ESPnet3 - Multi-GPU and Multi-Node Execution
π ESPnet3: Multi-GPU and Multi-Node Execution
ESPnet3 relies on PyTorch Lightning for distributed training and on the Provider/Runner abstraction for scalable inference or data processing. The same configuration runs locally, with multiple GPUs in a single job, or across SLURM clusters without modifying the Python code.
β Which part do you change for multi-GPU?
| Concern | You configure | ESPnet3 / Lightning handles |
|---|---|---|
| Devices / nodes | trainer.devices, trainer.num_nodes | Spawning processes and setting up DDP |
| Strategy | trainer.strategy (ddp, ddp_spawn, etc.) | Communication, gradient sync, checkpointing |
| Cluster backend | parallel section (env: slurm, job options) | Dask client and job submission |
| Runners | Provider/Runner definitions for inference | Scheduling work across workers / GPUs |
- Training with PyTorch Lightning
Distributed training is configured directly in the experiment YAML file. The example below launches a data-parallel job on two nodes with four GPUs per node.
num_device: 4
num_nodes: 2
trainer:
accelerator: gpu
strategy: ddp
precision: 16-mixed
gradient_clip_val: 1.0
log_every_n_steps: 200Lightning handles process spawning, communication, gradient accumulation, and checkpointing. No wrapper scripts are required because espnet3.components.trainer reads this configuration and forwards it to Lightning.
When running under a scheduler (e.g., SLURM) make sure the submission command requests matching resources, for example:
sbatch --nodes=2 --gres=gpu:4 --cpus-per-task=8 train.shThe training script itself is unchanged between local and cluster runs.
- Inference or evaluation with runners
For multi-GPU inference, decoding, or scoring jobs ESPnet3 provides the BaseRunner class. A runner processes indices in parallel while an EnvironmentProvider constructs datasets and models on each worker.

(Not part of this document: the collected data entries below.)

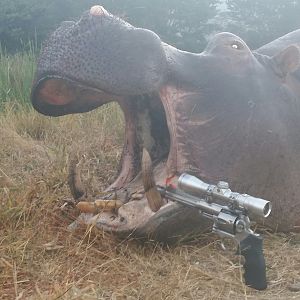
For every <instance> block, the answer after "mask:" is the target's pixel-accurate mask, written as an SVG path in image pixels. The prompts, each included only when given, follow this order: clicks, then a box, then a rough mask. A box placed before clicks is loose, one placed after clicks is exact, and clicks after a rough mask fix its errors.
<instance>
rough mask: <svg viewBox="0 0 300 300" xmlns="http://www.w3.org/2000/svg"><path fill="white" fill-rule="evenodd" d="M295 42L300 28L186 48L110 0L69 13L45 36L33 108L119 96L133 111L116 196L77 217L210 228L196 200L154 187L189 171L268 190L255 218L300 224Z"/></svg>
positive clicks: (93, 101)
mask: <svg viewBox="0 0 300 300" xmlns="http://www.w3.org/2000/svg"><path fill="white" fill-rule="evenodd" d="M299 45H300V30H299V31H295V32H293V33H291V34H289V35H286V36H285V37H282V38H280V39H278V40H275V41H273V42H271V43H269V44H267V45H265V46H263V47H261V48H259V49H257V50H254V51H251V50H250V49H249V47H248V46H247V44H246V43H245V42H244V41H243V40H242V39H241V38H240V37H238V36H236V35H234V34H232V33H228V32H221V33H218V34H216V35H215V36H214V37H213V38H212V39H211V40H210V42H209V43H208V45H207V47H206V48H205V49H204V51H202V52H201V53H190V52H187V51H183V50H179V49H177V48H175V47H173V46H171V45H168V44H166V43H164V42H163V41H161V39H160V38H159V36H158V35H157V34H155V33H154V32H152V31H150V30H147V29H143V28H136V27H134V26H133V25H131V24H129V23H127V22H125V21H124V20H122V19H120V18H118V17H116V16H114V15H112V14H111V13H109V12H108V11H106V10H105V9H104V8H103V7H102V6H93V7H92V8H91V9H90V10H89V11H87V12H85V13H84V14H83V15H82V16H81V18H80V19H79V21H77V22H64V23H62V24H61V25H60V27H59V28H58V29H57V30H56V31H55V32H54V33H53V34H52V35H51V36H50V37H49V38H48V40H47V41H46V42H45V43H44V44H43V47H42V50H41V53H40V57H39V60H38V66H37V71H36V74H35V79H34V82H33V86H32V93H31V100H32V104H33V107H34V108H35V109H36V110H37V111H38V112H40V113H42V114H44V115H47V116H62V115H66V114H75V113H83V112H87V111H91V110H93V109H96V108H97V107H100V106H101V105H103V104H105V103H108V102H111V101H116V102H117V103H118V104H119V106H120V108H121V109H122V111H123V113H124V118H125V138H124V147H123V153H122V157H121V161H120V167H119V172H118V175H117V176H116V180H115V181H114V183H112V184H111V186H109V187H108V188H107V190H106V192H107V196H105V197H104V200H103V201H105V200H106V201H108V200H109V199H111V200H110V201H111V203H112V206H113V207H114V209H111V210H107V209H103V211H100V212H99V213H98V214H96V215H95V216H94V214H93V213H91V212H88V211H85V212H84V213H83V214H82V218H81V219H82V220H85V221H86V222H87V223H88V222H89V220H92V219H93V222H94V224H96V226H97V227H98V228H101V229H103V230H105V231H110V232H114V233H116V234H120V235H128V234H130V235H136V236H147V237H149V236H150V237H151V238H155V239H158V240H172V239H173V238H181V237H183V236H185V235H187V234H191V233H192V234H194V233H197V232H202V231H205V230H207V228H209V226H210V225H211V223H210V222H209V221H207V219H205V218H203V217H201V216H200V215H199V213H198V211H197V210H195V209H191V208H188V207H185V206H182V205H180V204H178V203H174V202H172V201H167V200H166V199H164V198H163V197H159V196H157V193H155V186H156V185H162V186H164V185H166V182H168V180H172V178H176V177H178V176H179V175H180V174H182V173H184V172H187V173H189V174H192V175H194V176H197V177H198V178H201V180H203V181H205V182H207V183H216V182H218V181H219V180H225V181H227V182H229V184H230V187H231V188H232V190H234V191H238V192H240V193H248V194H250V195H253V196H257V197H261V198H264V199H267V200H270V201H271V202H272V205H273V210H272V213H271V215H270V216H269V218H267V219H266V220H261V219H258V220H257V222H262V223H264V224H265V225H266V226H268V227H269V228H271V229H273V230H276V231H283V232H289V231H299V229H300V227H299V226H300V200H299V194H300V185H299V182H300V172H299V170H300V131H299V128H300V81H299V80H300V76H299V73H300V71H299V64H300V50H299V48H298V46H299ZM95 138H96V137H95ZM145 157H146V159H145V160H144V158H145ZM143 165H144V167H146V168H147V170H148V171H149V170H150V171H149V172H150V173H149V174H148V175H149V181H148V187H147V191H148V189H149V185H150V187H151V188H153V189H154V190H153V191H154V192H153V193H152V196H150V197H148V199H147V197H146V196H145V187H144V185H143V183H144V184H145V180H143V176H142V174H141V169H142V166H143ZM70 170H71V172H70V174H71V175H70V180H69V182H70V188H71V191H72V194H73V196H74V198H75V199H76V201H80V200H81V199H83V198H84V192H83V191H84V189H82V187H81V185H80V178H79V177H78V172H77V171H76V169H75V168H71V169H70ZM146 181H147V180H146ZM111 191H114V192H113V193H112V192H111ZM147 191H146V192H147ZM112 195H117V198H118V199H117V200H115V202H114V201H113V200H112V198H113V197H115V196H112ZM136 195H140V196H139V197H136ZM101 201H102V199H100V200H98V202H99V203H102V202H101ZM108 202H109V201H108ZM108 202H107V203H108Z"/></svg>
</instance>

from espnet3.parallel.base_runner import BaseRunner
from espnet3.parallel.parallel import set_parallel
from espnet3.systems.base.inference_provider import InferenceProvider
class DecodeProvider(InferenceProvider):
@staticmethod
def build_dataset(cfg):
return load_eval_split(cfg.dataset)
@staticmethod
def build_model(cfg):
model = build_model(cfg.model)
return model.to(cfg.model.device)
class DecodeRunner(BaseRunner):
@staticmethod
def forward(idx: int, *, dataset, model, beam_size=5):
sample = dataset[idx]
return {
"utt_id": sample["utt_id"],
"hyp": model.decode(sample, beam_size=beam_size),
}
provider = DecodeProvider(cfg, params={"beam_size": 8})
runner = DecodeRunner(provider)
set_parallel(cfg.parallel_gpu) # same config works locally or on SLURM
results = runner(range(len(eval_set)))Workers automatically receive their own dataset/model instances. To bind one GPU per worker specify env: slurm (or any Dask JobQueue backend) and use job_extra_directives such as --gres=gpu:1 in the parallel configuration.
- Local vs. cluster performance
The refactored runner supports three modes: local, synchronous cluster jobs, and asynchronous cluster submissions. The same decoding runner was benchmarked in #6178 on an A40 GPU with the OWSM-V4 medium (1B) model over 1,000 LibriSpeech test-clean utterances:
| Environment | #GPUs | Wall time (s) |
|---|---|---|
| local | 1 | 1220 |
| local | 2 | 695 |
| slurm / sync | 1 | 1336 |
| slurm / sync | 2 | 669 |
| slurm / sync | 4 | 369 |
In synchronous mode the driver waits for all workers to finish, whereas in asynchronous mode the submission script becomes a lightweight dispatcher and the worker jobs continue even if the driver exits early.
By combining Lightning for training and the Provider/Runner API for inference, ESPnet3 offers a uniform interface for single-GPU experiments, multi-GPU servers, and large-scale clusters.